A commenter on the Opening Bell this morning linked to an FT article suggesting that private equity actually (surprise suprise) underperforms major public equity benchmarks, like the S&P 500. We’re a bit skeptical of most data that tries to aggregate results for this kind of stuff, cause it’s got to be riddled with bad data and other biases borne out of the data collection methods.
This part however was interesting and believable:

Mr Gottschlag admitted that some private equity firms were consistently outperforming the stock market. But he was sceptical about the number of buy-out funds that say they are “top-quartile” in performance rankings. “I have never met a general partner who was not top-quartile. So I wonder where three-quarters of the industry is hiding,” he said.
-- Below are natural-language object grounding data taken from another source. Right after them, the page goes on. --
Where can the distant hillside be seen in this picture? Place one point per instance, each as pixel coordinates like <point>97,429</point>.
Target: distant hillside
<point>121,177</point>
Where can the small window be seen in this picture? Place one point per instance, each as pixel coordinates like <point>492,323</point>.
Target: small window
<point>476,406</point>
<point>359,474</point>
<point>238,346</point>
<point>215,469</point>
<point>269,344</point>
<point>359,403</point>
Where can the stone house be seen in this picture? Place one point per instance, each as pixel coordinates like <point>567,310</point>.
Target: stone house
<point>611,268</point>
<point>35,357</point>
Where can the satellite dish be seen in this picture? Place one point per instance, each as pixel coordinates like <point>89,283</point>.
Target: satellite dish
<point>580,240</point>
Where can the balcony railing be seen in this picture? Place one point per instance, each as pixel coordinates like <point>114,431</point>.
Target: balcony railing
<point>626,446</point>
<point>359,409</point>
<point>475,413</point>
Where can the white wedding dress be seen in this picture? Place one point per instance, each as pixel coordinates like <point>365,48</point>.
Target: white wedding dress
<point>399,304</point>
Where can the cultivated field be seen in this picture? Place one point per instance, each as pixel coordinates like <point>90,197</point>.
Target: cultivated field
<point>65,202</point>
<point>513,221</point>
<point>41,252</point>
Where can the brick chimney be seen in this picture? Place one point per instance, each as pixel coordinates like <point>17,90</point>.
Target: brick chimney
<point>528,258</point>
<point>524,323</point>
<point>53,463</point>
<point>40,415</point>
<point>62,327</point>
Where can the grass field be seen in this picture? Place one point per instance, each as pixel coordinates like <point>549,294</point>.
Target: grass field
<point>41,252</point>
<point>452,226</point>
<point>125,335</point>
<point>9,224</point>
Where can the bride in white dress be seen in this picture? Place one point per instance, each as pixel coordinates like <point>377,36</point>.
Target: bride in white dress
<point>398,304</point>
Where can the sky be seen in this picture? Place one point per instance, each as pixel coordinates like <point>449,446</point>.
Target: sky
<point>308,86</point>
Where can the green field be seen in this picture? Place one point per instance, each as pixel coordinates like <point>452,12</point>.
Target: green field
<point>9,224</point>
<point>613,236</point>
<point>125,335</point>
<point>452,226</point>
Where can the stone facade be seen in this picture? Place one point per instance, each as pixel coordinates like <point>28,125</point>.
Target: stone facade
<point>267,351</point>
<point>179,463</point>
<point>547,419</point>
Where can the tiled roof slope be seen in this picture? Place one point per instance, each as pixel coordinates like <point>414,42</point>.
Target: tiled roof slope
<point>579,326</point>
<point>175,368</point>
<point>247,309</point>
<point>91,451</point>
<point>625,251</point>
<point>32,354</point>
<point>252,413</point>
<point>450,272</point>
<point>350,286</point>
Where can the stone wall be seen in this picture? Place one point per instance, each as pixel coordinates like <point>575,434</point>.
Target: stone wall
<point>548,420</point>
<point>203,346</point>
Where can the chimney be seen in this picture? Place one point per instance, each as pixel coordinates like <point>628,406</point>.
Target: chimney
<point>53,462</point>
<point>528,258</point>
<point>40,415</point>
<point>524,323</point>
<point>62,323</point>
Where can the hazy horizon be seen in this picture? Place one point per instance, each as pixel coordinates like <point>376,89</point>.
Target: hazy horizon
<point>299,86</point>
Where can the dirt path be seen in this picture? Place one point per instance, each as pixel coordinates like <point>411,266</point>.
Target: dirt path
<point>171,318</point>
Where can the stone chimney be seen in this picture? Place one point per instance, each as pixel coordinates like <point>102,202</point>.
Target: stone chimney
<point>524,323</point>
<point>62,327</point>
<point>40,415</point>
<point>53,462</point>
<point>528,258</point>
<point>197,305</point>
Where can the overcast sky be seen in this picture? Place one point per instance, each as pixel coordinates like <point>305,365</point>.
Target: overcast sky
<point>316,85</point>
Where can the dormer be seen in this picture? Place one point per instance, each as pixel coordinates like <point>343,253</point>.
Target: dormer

This same observation has been made many times, not just with PE, but with hedge and VC funds as well. Still, have to wonder whether the mistake is in thinking of private equity as an asset class that’s comparable with the public markets. Reading this brought to mind an old post from Eric Falkenstein arguing against the old saw that risk and return are positively correlated:

Thus, I posit the theory that risk is compensated by return, but only in areas that are non-zero sum. When investors merely buy existing claims from each other, they are engaged in overconfidence (see Milgrom-Stokey’s No Trade Theorem ). People self-select into non-zero sum situations based on their informational advantages and above-average ability, and on average prosper accordingly. Thus you need not only a high tolerance for risk, but moxie, because it takes energy and negotiating prowess to create and capture these non-standard options from one’s investments. They are active investments even if the activity is merely in the negotiation of rights.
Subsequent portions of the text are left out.